Shell Nigeria’s oil production averaged 631,000 barrel per day of oil equivalent in 2017, bolstered by output from onshore and shallow water assets, according to data released by the oil company on Tuesday.
Production was up 10% on the year after the restart of the Forcados export terminal following several months of outage due to sabotage attack by Niger Delta militants.
Output from Shell-operated fields averaged 464,000 barrel of oil equivalent per day while production from offshore and deep-water fields managed by Shell Nigeria Exploration and Production Company Limited (SNEPCo), averaged 167,000 barrel of oil equivalent per day, the company said.
But Shell warned that security challenges in Nigeria’s main oil producing Niger Delta region, remained a major concern.

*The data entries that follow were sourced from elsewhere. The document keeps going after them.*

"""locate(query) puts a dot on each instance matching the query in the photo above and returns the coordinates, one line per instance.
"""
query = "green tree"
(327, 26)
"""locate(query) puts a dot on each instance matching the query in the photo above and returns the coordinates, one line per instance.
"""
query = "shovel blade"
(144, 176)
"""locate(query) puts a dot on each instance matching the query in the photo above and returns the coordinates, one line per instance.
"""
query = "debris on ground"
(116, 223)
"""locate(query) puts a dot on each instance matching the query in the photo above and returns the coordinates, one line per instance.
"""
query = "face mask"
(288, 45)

“Although there has been no damage to key oil and gas infrastructure caused by militant activity since November 2016, the security situation remains volatile in this region of the country,” Shell said in briefing notes on its Nigerian operations in 2017.

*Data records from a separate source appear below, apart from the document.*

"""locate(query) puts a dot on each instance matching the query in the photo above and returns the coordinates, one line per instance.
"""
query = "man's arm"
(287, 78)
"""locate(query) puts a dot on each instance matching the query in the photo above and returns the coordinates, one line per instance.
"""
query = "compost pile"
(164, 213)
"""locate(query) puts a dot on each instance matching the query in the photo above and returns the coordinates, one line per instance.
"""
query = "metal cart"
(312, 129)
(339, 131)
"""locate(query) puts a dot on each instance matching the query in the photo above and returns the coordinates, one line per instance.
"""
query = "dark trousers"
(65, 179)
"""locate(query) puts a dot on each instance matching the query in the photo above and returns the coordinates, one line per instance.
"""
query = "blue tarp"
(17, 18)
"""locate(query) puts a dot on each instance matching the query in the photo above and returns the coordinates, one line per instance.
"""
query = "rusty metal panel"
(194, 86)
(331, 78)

Nigeria’s oil production plummeted to nearly 30-year low of a little over 1.0 million barrel per day by mid-2016 at the height of militancy in the oil region.
Shell, Nigeria’s biggest oil producer was the most affected following the bombing of the Trans Forcados export line on three occasions in 2016 and the subsequent closure of the 250,000 barrel per day capacity Forcados export terminal for several months.
Nigerian oil output including condensates has however, been ramping up to 2.17 million barrel per day, according to government estimates.
The company said it recorded crude oil theft on its pipeline network of about 9,000 barrel per day in 2017, up from 6,000 barrel per day in 2016, while the number of “sabotage-related oil spills in 2017 increased to 62 compared to 48 in the preceding year largely due to the militant-induced shutdown of the Forcados export terminal in 2016, which reduced opportunities for third party interference.”
Shell said its 225,000 barrel per day capacity Bonga deep-water field operated at more than 83% of its capacity in 2017, lower that the 90% capacity utilization achieved in 2016, “due to a major turnaround maintenance in March and April (2017).”
Oil exports account around 90% of the Nigerian government export earnings.
Shell said its companies in Nigeria paid $1.1 billion in royalties and corporate taxes to the Nigerian government in 2017.